🤖 AI Summary
This work addresses the challenge of maximizing throughput for offline large language model inference on commercial GPU servers under fixed resource budgets. The authors propose a co-design approach that, for the first time, integrates pipeline parallelism with KV cache offloading. By leveraging the low communication overhead and time-multiplexed activation characteristics of pipelining, the method dynamically expands effective GPU memory capacity and enables coordinated scheduling between computation and data transfer. Evaluated on an 8-GPU node, the proposed system achieves 2.51× the throughput of vLLM and outperforms other state-of-the-art systems by factors of 1.42× and 1.38×, respectively, substantially improving offline inference efficiency under constrained interconnect bandwidth and GPU memory conditions.
📝 Abstract
Offline LLM inference seeks to maximize request processing under fixed budgets, making commodity GPU servers a promising choice.
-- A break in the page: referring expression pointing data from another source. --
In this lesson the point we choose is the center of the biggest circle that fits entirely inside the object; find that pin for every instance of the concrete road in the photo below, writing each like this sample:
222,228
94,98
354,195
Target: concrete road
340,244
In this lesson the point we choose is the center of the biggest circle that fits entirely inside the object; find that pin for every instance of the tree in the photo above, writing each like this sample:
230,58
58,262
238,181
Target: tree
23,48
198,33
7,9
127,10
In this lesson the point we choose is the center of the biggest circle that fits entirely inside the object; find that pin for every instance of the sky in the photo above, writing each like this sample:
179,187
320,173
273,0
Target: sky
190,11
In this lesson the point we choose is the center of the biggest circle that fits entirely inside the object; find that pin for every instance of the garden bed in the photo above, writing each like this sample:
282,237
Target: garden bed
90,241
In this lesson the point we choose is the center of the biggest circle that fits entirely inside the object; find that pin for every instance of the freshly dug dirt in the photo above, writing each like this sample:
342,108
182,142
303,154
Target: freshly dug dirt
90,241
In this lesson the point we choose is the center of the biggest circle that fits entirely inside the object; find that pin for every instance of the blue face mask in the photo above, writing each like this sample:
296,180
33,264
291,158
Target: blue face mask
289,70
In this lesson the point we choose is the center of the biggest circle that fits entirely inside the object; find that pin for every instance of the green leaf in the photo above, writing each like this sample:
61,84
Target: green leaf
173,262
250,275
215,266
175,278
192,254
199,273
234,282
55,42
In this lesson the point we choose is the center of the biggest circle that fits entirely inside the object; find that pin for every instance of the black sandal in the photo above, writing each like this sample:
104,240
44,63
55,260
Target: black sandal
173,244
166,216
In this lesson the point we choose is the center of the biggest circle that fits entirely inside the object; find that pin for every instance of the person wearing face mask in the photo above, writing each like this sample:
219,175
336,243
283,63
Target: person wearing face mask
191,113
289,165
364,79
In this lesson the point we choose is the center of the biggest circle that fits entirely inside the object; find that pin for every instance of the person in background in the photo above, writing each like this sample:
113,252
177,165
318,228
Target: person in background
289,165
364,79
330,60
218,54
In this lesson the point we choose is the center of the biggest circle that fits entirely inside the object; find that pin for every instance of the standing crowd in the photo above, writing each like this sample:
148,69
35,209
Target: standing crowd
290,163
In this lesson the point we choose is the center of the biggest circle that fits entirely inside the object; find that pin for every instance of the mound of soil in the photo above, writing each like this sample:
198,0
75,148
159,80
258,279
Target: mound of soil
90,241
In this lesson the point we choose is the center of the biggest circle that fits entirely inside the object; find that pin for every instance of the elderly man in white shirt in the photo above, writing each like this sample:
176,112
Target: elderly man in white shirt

However, prior work typically considers offloading and parallelism in isolation, resulting in suboptimal performance. In this paper, we propose PipeMax, a high-throughput LLM inference system that integrates pipeline parallelism with offloading to overcome interconnect and memory constraints on GPU servers. Particularly, pipeline parallelism naturally incurs low communication overhead and keeps only one batch active on each GPU at a time, which enables offloading the KV cache of inactive batches. By coordinating computation with offloading data movement, PipeMax effectively expands GPU memory capacity and sustains large-batch execution. Experiments show that PipeMax achieves up to 2.51x higher throughput than vLLM, and up to 1.42x and 1.38x higher throughput than state-of-the-art high-throughput LLM systems, respectively, on an 8-GPU node.